But the rising senior received an email on his phone that changed both his game and his mood.
It was a notification from First Tee of Atlanta, informing him that he was invited to compete in connection with the First Tee Open, a Champions Tour event that will be held Sept. 27-29 in Pebble Beach, Calif.
The event will be held on two courses, Pebble Beach Golf Links and Del Monte Golf Course, and will be televised nationally by the Golf Channel.
“After I found out, I started playing great,” Parker said about how his round in Virginia turned around.
Parker will arrive at the famed Pacific Coast golf community a couple of days before the tournament. He will attend orientation with the other junior players invited before playing a couple of practice rounds. Afterwards, Parker and the other young players will be paired with Champions Tour players before the tournament begins.

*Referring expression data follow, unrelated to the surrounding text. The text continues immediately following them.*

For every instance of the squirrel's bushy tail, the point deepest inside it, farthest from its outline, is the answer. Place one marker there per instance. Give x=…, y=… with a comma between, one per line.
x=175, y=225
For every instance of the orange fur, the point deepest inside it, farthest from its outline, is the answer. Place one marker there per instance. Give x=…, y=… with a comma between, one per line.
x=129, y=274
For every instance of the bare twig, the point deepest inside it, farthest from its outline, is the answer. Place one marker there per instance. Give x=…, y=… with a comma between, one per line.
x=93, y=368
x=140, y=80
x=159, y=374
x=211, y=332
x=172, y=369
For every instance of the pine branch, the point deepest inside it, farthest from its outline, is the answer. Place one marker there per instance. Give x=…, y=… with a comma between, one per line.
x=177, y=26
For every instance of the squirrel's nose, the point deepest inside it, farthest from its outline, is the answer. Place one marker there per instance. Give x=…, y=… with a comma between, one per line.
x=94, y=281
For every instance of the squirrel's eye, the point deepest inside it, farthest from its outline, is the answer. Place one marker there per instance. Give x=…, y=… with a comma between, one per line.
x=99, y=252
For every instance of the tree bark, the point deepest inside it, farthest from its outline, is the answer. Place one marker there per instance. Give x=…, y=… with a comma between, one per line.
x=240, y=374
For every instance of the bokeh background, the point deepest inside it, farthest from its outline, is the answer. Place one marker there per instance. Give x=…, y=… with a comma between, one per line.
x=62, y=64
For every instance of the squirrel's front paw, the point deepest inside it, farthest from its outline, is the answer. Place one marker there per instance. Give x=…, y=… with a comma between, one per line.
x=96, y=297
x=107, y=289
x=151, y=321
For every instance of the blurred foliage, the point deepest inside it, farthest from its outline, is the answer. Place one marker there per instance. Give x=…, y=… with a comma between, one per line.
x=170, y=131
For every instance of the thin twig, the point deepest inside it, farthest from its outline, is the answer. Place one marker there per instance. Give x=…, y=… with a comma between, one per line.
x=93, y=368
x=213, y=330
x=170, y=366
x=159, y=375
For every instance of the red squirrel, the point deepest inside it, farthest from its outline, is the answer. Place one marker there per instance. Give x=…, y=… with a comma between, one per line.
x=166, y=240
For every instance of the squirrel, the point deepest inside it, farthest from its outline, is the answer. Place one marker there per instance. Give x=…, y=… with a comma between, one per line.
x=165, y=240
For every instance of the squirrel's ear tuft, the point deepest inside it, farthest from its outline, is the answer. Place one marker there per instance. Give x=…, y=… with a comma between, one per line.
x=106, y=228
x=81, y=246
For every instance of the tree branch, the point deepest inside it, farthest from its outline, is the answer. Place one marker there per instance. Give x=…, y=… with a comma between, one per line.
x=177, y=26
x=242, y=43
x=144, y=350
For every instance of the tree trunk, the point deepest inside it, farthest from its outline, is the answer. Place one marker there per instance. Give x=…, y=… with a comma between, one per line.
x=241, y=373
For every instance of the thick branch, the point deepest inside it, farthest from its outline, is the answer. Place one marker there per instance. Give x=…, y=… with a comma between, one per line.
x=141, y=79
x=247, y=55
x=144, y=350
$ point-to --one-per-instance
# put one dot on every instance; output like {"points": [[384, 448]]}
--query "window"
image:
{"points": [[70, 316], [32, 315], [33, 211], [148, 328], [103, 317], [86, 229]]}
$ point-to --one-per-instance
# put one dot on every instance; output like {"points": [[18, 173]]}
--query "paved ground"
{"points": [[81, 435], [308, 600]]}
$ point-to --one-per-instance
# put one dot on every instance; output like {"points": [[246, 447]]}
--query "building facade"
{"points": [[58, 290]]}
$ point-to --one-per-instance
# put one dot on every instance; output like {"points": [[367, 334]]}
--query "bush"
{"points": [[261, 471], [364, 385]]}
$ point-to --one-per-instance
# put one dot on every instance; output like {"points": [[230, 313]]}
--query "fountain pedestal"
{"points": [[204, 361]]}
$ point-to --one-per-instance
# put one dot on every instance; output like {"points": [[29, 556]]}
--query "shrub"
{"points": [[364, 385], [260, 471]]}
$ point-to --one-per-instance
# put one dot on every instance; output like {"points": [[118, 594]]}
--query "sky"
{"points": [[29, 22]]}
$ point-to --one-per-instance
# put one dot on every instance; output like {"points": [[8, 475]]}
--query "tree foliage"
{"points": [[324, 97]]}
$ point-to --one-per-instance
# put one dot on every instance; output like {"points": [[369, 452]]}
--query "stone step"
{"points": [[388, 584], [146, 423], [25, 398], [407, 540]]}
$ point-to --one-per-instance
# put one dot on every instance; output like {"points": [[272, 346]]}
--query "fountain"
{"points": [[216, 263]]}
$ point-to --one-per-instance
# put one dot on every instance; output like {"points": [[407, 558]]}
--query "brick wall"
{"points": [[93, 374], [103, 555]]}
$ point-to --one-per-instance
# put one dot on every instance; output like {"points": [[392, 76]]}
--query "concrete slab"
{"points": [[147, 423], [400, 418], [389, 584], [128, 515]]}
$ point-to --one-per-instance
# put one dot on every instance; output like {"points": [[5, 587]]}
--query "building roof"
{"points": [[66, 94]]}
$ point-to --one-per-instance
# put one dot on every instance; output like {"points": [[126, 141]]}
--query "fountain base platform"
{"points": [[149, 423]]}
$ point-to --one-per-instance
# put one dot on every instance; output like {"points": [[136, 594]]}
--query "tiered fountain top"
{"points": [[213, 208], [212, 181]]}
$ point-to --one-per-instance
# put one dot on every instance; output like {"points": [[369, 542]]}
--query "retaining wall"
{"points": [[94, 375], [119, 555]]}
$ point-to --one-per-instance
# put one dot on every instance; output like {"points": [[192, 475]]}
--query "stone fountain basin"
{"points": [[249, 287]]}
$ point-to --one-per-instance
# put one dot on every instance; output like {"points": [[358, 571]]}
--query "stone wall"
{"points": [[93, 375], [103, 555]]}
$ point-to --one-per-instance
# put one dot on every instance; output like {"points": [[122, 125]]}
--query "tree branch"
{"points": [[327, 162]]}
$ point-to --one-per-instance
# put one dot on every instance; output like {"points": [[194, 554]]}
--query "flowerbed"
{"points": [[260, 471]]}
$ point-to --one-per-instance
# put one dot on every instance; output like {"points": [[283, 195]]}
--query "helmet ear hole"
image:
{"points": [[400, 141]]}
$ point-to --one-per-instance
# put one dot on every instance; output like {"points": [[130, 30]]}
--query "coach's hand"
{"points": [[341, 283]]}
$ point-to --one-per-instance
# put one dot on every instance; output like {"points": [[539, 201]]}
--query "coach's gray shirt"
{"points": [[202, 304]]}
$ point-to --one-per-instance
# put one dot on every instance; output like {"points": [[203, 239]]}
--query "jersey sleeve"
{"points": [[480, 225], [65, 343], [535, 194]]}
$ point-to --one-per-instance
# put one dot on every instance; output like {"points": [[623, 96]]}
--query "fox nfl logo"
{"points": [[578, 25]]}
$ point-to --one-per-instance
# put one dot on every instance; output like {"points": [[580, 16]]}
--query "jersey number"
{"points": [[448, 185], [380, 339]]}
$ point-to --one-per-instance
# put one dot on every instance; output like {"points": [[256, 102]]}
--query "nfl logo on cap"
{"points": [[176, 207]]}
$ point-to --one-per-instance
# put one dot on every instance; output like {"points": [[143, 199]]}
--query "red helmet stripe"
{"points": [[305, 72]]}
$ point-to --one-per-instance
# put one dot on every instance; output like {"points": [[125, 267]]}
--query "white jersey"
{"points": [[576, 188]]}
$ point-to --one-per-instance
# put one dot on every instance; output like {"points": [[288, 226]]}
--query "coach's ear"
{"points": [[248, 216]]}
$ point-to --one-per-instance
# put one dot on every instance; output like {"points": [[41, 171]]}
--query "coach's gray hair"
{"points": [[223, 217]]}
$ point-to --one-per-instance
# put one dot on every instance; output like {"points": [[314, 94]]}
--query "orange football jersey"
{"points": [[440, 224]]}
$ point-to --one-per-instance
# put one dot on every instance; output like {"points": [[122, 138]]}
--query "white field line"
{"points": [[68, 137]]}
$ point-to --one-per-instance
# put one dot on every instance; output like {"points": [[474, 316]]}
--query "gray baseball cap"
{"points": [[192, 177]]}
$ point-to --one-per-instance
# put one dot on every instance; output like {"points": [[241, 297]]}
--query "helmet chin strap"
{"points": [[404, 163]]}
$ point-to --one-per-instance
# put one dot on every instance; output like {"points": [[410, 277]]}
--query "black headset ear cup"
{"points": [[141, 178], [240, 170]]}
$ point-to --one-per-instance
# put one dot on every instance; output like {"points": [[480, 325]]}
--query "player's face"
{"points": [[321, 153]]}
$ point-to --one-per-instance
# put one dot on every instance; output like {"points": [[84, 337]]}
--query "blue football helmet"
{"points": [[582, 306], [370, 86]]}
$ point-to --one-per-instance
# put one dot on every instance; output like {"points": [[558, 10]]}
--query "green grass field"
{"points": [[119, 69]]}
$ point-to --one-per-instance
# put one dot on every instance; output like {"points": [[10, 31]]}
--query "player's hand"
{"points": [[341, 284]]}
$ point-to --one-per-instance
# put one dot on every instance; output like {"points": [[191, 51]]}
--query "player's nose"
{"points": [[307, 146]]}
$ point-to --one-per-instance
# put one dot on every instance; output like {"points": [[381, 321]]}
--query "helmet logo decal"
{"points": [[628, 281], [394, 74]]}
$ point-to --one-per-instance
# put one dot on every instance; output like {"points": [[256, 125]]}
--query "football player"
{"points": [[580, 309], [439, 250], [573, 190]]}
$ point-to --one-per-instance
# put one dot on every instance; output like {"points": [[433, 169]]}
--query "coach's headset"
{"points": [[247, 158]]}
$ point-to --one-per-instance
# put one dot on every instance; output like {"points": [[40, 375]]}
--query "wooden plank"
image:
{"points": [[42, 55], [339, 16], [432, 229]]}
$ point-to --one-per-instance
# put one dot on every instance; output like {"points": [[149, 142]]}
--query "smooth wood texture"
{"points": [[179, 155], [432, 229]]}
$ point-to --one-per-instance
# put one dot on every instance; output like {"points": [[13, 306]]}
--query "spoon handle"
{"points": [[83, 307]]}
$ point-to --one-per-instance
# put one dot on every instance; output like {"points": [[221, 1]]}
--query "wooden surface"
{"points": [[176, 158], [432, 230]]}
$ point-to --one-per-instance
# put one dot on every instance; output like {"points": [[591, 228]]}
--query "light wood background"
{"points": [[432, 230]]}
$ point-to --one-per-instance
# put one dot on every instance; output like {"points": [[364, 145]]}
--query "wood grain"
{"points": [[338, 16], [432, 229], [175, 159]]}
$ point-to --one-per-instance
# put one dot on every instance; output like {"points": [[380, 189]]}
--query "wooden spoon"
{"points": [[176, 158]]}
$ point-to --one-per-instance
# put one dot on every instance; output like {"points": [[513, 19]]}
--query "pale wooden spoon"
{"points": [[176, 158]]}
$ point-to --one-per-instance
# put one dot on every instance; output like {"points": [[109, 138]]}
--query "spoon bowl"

Among the professionals committed to play the 50-and-over tournament are former Masters winners Ben Crenshaw, Bernhard Langer Sandy Lyle and Craig Stadler, Champions Tour mainstay Hale Irwin and two players with Cobb County ties, Larry Nelson and Bob Tway.
A member of the First Tee organization, which works to help young golfers who may not otherwise have the chance to be exposed to the game, Parker had twice applied for this opportunity and appeared to be more polished the second time.
“You have to write a series of essays on life skills, golf skills and your future of golf,” Parker said. “Then you go through an interview process with the judges and have to answer questions like, ‘What defines success?’ and, ‘Where do you see yourself in five years?’ You also have to send a resume to show you have solid golf scores.
“It would be great to play with any of those (Champions Tour) guys out there.”
Parker was finally accepted two weeks ago, after going through the interview process in mid-June.
Parker first joined First Tee upon his mother’s recommendation and developed the game through the program. He had yet to pick up a club but said he “found golf to be fascinating and an interesting sport to try.”
“I believe golf is the hardest sport possible, but I picked it up quickly and became serious about it later on,” Parker said. “I picked it up by watching people swing. Then, you create your own habits — good and bad — and then you create a swing that is yours.”
During his eight years with First Tee, Parker has worked as an on-course reporter at The Tour Championship in Atlanta and assisted with coaching younger golfers in the program.
Parker can drive the ball 315 yards on average, and he also putts well. He recently recorded a 360-yard drive and finished sixth at a junior event in Forsyth.
The part of his game Parker’s working on is his short game to better scramble for par when he misses the green.
When Parker isn’t on the golf course, he plans to be Campbell’s student body president this year. He’s also a community service volunteer with Woodland Ridge Assisted Living Home and Nickajack Elementary School.